As well, much of what we need to do to address climate change would lessen air pollution, which affects us profoundly right now. Air pollution not only injures our respiratory system, it causes changes in the human brain that are comparable to Alzheimer’s disease. Worldwide, air pollution killed 7 million people in 2016 alone, and in the United States, following bursts of considerable progress, air quality has worsened since then (we all know what happened in 2016). Children are especially vulnerable, not only because their physiology is still developing, but because they spend more time outside than adults do. Even moderate air pollution can damage our lungs as badly as smoking cigarettes.

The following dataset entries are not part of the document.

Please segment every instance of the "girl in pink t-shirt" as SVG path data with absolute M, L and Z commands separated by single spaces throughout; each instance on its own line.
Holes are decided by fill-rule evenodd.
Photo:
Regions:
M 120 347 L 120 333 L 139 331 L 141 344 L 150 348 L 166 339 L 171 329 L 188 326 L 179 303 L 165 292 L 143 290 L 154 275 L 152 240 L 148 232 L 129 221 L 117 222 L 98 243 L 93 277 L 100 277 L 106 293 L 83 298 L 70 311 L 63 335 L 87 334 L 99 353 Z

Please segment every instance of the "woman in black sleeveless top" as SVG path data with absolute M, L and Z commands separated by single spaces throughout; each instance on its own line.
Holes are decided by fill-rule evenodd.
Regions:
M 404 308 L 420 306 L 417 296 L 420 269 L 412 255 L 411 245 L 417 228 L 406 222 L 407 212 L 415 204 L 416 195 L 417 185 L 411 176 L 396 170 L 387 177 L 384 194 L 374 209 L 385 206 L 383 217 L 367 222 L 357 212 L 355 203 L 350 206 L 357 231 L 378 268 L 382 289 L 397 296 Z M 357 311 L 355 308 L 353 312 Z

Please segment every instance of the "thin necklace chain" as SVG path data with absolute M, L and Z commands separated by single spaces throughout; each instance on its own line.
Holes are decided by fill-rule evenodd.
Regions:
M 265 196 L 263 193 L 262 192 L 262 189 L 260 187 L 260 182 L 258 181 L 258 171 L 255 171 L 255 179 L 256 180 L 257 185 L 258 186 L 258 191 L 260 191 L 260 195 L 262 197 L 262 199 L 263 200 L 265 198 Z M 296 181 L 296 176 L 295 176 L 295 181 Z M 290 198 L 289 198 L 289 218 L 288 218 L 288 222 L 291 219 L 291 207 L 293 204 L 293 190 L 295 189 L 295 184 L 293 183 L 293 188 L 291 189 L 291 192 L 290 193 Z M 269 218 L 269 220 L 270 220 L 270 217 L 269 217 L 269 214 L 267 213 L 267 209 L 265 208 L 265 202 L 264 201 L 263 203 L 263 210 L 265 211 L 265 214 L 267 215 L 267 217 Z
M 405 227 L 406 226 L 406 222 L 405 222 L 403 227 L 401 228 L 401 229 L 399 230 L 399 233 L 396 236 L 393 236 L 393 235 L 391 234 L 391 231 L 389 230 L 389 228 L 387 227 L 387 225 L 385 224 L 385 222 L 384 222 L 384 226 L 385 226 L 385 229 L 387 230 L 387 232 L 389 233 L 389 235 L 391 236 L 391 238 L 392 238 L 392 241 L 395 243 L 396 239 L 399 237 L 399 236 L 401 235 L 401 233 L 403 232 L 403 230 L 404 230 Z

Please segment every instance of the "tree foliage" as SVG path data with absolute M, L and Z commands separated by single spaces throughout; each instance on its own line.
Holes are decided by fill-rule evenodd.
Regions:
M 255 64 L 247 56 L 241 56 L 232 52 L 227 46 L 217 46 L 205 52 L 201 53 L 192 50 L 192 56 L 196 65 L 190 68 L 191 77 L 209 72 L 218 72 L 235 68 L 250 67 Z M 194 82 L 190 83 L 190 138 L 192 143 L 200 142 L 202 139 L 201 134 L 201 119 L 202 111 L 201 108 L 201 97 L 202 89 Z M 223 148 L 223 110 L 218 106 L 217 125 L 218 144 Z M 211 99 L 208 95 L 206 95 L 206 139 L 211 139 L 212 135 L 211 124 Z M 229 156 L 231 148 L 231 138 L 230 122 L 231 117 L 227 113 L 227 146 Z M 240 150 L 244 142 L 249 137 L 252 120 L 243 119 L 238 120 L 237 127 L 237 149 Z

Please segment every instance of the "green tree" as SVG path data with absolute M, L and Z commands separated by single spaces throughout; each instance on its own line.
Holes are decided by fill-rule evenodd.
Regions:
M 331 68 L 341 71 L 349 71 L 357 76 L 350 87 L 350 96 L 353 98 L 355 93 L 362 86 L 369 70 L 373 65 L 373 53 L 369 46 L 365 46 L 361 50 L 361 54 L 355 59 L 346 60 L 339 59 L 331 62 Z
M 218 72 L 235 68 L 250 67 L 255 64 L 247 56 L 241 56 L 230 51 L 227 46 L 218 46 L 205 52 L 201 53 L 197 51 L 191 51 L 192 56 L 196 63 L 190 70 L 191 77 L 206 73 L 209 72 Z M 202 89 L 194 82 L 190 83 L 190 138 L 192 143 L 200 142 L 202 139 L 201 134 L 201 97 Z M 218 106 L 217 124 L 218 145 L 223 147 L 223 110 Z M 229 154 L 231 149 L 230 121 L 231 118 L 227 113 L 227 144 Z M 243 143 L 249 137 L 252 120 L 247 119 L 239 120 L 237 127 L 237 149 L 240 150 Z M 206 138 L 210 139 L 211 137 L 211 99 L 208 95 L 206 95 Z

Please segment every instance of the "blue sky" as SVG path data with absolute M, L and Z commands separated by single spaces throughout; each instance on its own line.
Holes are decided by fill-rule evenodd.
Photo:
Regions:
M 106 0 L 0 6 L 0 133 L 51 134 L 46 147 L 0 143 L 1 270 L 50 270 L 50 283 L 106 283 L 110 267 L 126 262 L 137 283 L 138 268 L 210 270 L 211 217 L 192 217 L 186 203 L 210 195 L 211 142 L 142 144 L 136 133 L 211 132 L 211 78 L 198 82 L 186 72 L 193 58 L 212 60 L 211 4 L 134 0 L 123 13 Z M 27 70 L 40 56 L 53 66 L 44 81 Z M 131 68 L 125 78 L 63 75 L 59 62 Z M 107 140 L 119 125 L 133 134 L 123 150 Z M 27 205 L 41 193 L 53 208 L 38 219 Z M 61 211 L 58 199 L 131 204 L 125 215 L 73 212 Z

Yet clean air is a remarkably achievable policy goal. Air pollution can be — and has often been, in the United States and elsewhere — addressed by regulating industry and urban traffic. Policy encouraging renewable energy can also help. All of this would also cool the climate — and not just for the future, nor for still-unborn or never-to-be-born grandkids.

This is for us. Just imagine being able to step outside in the summer, in a major city, anywhere in the world, and take a deep breath of clean air. I moved out of that neighborhood long ago, but maybe when the haze clears, I’ll call my old communist friend and see if he wants to take a walk.